Matsemela was re-elected to her legislative seat in the 2014 general election, ranked seventh on the ANC's party list in the North West. Supra Mahumapelo, who was elected Premier in the same election, appointed her to his new Executive Council as MEC for Education and Sports Development. On 8 May 2016, Mahumapelo announced that he had fired Matsemela and replaced her with Sello Lehari.' She remained a Member of the Provincial Legislature,' and in December 2018 she was returned to the Executive Council by Mahumapelo's successor, Job Mokgoro, who appointed her MEC for Finance, Economy and Enterprise Development.

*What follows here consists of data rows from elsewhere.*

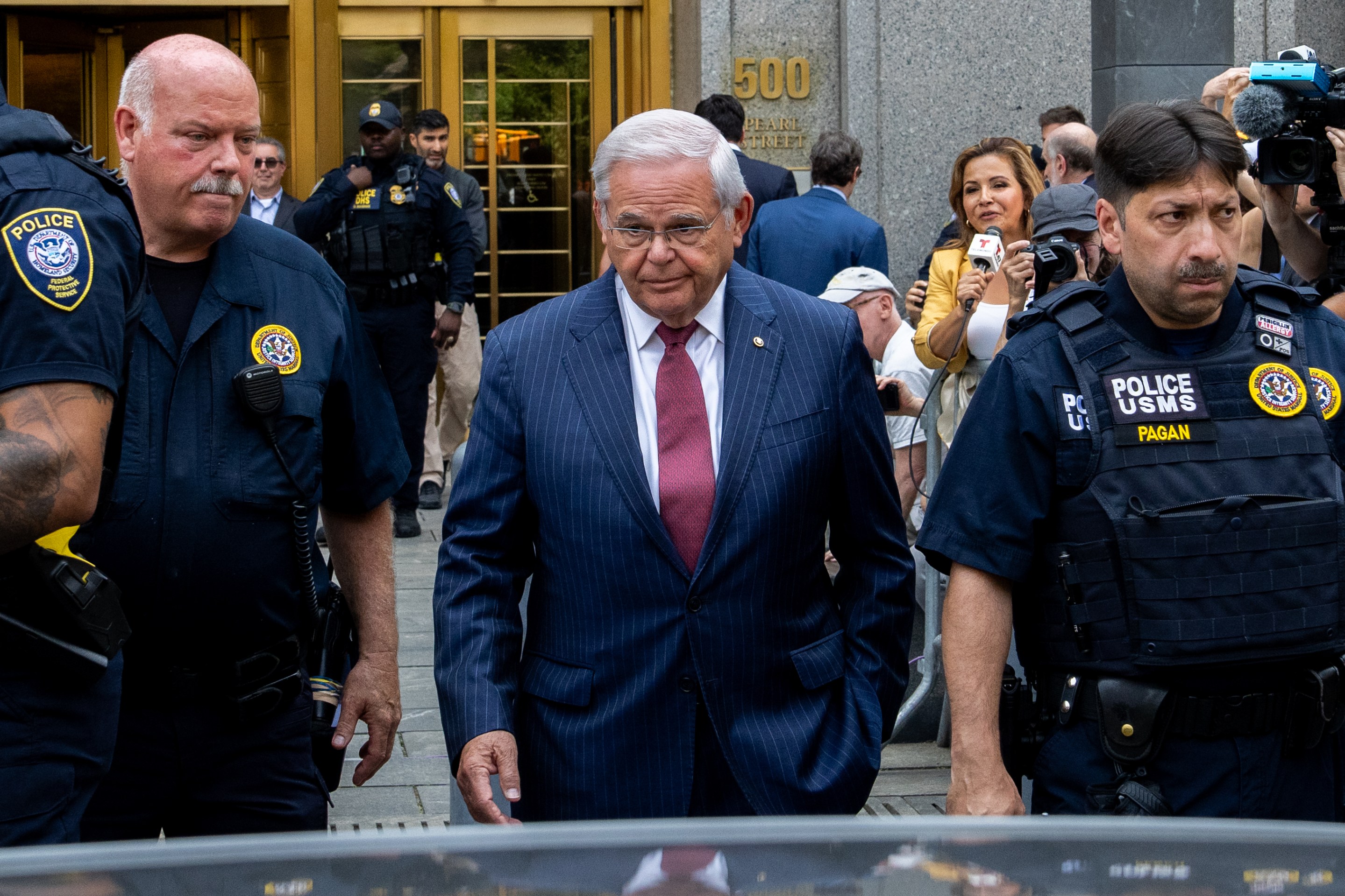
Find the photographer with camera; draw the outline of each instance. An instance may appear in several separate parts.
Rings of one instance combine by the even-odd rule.
[[[950,814],[1022,814],[1029,775],[1034,813],[1336,818],[1345,324],[1237,267],[1245,167],[1198,103],[1112,113],[1122,265],[1036,300],[979,384],[917,543]],[[1001,728],[1011,635],[1037,704]]]

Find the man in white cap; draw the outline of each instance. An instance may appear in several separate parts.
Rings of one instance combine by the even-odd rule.
[[[878,376],[904,382],[917,400],[929,394],[935,372],[916,357],[911,344],[916,332],[897,314],[900,293],[885,274],[872,267],[846,267],[831,278],[820,298],[845,305],[859,317],[863,347],[869,349]],[[917,486],[924,481],[925,435],[915,416],[889,412],[886,419],[901,512],[911,528],[911,509]]]

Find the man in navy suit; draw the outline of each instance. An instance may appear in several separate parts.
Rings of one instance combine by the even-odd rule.
[[[858,320],[733,263],[752,196],[703,120],[627,120],[593,183],[613,269],[491,332],[444,519],[459,789],[496,823],[492,774],[525,819],[853,814],[912,604]]]
[[[742,103],[738,102],[737,97],[730,97],[726,93],[712,93],[695,103],[695,114],[714,125],[729,141],[733,156],[738,160],[742,180],[746,183],[748,192],[752,193],[753,219],[761,212],[761,206],[768,201],[799,195],[799,184],[794,180],[792,171],[760,159],[752,159],[742,152],[742,125],[746,122],[746,113],[742,111]],[[740,265],[748,263],[748,238],[751,236],[752,223],[748,223],[748,232],[744,235],[742,243],[733,250],[733,261]]]
[[[748,235],[748,270],[820,296],[846,267],[888,273],[882,224],[850,208],[863,148],[850,134],[830,130],[812,144],[812,189],[772,203]]]

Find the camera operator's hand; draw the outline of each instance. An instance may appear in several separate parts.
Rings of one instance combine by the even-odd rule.
[[[1219,73],[1217,75],[1205,82],[1205,87],[1200,91],[1200,103],[1202,106],[1215,109],[1217,111],[1219,101],[1227,99],[1229,102],[1227,106],[1224,106],[1224,109],[1228,110],[1227,116],[1232,116],[1232,102],[1228,95],[1228,91],[1237,85],[1241,86],[1237,86],[1236,91],[1233,93],[1233,97],[1245,90],[1247,85],[1251,83],[1251,74],[1252,74],[1251,69],[1241,69],[1241,67],[1229,69],[1227,71]]]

In the 2019 general election, Matsemela was ranked tenth on the ANC's party list and was re-elected to the provincial legislature; she was appointed MEC for Education in Mokgoro's new Executive Council.' However, Mokgoro's successor as Premier, Bushy Maape, announced in November 2022 that Matsemela would be replaced as MEC on 7 December 2022. On 6 December, she tendered her immediate resignation from the provincial legislature. Sources told City Press that she had resigned because of her demotion from the Executive Council, possibly because she felt that she was being punished for supporting Cyril Ramaphosa, who that month was running for re-election as ANC president at the party's 55th National Conference. She was replaced as Education MEC by Viola Motsumi.

== Personal life ==
As of 2021, Matsemela had one child, Kamogelo, and acted as a guardian to four other children.